Visual analysis of 18F-FDG PET
Prior to visual analysis, all 18F-FDG scans were fully anonymized, randomized and spatially normalized and processed using MIM- Neuro® as done in our clinical setting with transverse, sagittal and coronal slices and a 3D surface rendering of the PET data (v7.0; MIM software Inc., Cleveland, OH, USA) made available to the observers. Two experienced nuclear medicine physicians (K.V.L. and K.G., with 25 and 10 years of experience in brain imaging, respectively) visually analyzed and rated all images in a blinded fashion unaware of clinical information at time of the scan. The following instructions were given: firstly, to score activity in relevant regional left and right predefined areas (frontal, temporal, medial temporal, parietal, occipital, primary and secondary visual cortex, lingual gyrus, striatum, thalamus, and cerebellum), by using a 5-point scale (-2 = strongly decreased, -1 = slightly decreased, 0 = normal, 1 = slightly increased, 2 = strongly increased). Secondly, the observers were asked to binary classify the subject as “VSS patient” or “CON” with knowledge of previous literature data of Schankin [13], the SPM result in our group analysis and the number of subjects in each group.

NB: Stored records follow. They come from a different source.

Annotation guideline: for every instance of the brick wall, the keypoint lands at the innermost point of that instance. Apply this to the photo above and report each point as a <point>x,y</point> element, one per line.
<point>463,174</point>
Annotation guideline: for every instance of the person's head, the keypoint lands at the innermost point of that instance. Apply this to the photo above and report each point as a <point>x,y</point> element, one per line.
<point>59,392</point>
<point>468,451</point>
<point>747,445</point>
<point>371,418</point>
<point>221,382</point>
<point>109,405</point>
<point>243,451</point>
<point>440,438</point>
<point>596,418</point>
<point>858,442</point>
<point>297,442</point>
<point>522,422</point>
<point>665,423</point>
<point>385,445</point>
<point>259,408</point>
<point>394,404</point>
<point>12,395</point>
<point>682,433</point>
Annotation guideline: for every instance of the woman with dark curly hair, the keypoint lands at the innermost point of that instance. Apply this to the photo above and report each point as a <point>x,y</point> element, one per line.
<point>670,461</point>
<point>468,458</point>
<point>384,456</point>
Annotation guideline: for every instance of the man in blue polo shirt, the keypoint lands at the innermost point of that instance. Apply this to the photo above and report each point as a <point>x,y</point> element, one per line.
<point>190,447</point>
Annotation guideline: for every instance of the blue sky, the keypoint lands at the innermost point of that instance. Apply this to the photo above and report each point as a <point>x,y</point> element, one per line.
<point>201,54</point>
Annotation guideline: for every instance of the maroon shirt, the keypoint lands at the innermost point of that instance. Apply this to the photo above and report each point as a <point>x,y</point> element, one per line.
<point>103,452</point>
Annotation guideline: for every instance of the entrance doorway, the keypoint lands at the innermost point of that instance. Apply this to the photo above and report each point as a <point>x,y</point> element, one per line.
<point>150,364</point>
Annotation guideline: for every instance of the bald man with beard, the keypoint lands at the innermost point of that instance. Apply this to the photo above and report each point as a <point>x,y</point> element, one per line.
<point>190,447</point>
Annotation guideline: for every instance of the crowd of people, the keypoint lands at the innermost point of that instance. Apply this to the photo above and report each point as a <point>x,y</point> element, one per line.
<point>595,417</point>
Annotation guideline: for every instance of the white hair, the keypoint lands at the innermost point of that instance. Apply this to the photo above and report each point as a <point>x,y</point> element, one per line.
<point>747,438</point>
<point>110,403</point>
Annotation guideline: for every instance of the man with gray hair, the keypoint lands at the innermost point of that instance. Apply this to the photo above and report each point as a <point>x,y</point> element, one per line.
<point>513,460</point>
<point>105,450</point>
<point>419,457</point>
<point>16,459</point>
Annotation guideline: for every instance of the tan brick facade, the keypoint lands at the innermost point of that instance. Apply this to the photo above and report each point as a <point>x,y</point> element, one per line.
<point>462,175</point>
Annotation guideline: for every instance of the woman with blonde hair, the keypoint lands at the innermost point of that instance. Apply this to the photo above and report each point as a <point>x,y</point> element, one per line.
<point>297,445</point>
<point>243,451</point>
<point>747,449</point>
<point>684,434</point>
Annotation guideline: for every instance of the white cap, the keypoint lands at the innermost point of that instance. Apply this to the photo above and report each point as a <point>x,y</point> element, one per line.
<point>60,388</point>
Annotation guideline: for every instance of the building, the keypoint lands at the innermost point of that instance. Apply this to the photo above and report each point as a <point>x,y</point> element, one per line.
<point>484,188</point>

Finally, observers also gave a confidence rating for their binary classification, scaled as : 1 = very uncertain, 2 = rather uncertain, 3 = reasonably certain, 4 = certain, and 5 = very certain. The diagnostic accuracy (sensitivity, specificity, and accuracy) was calculated for each observer by direct comparison to the ground truth. Visual assessment of the MRI data was not attempted since the GM changes were deemed too subtle for visual detection conform earlier literature [1, 4, 16, 20].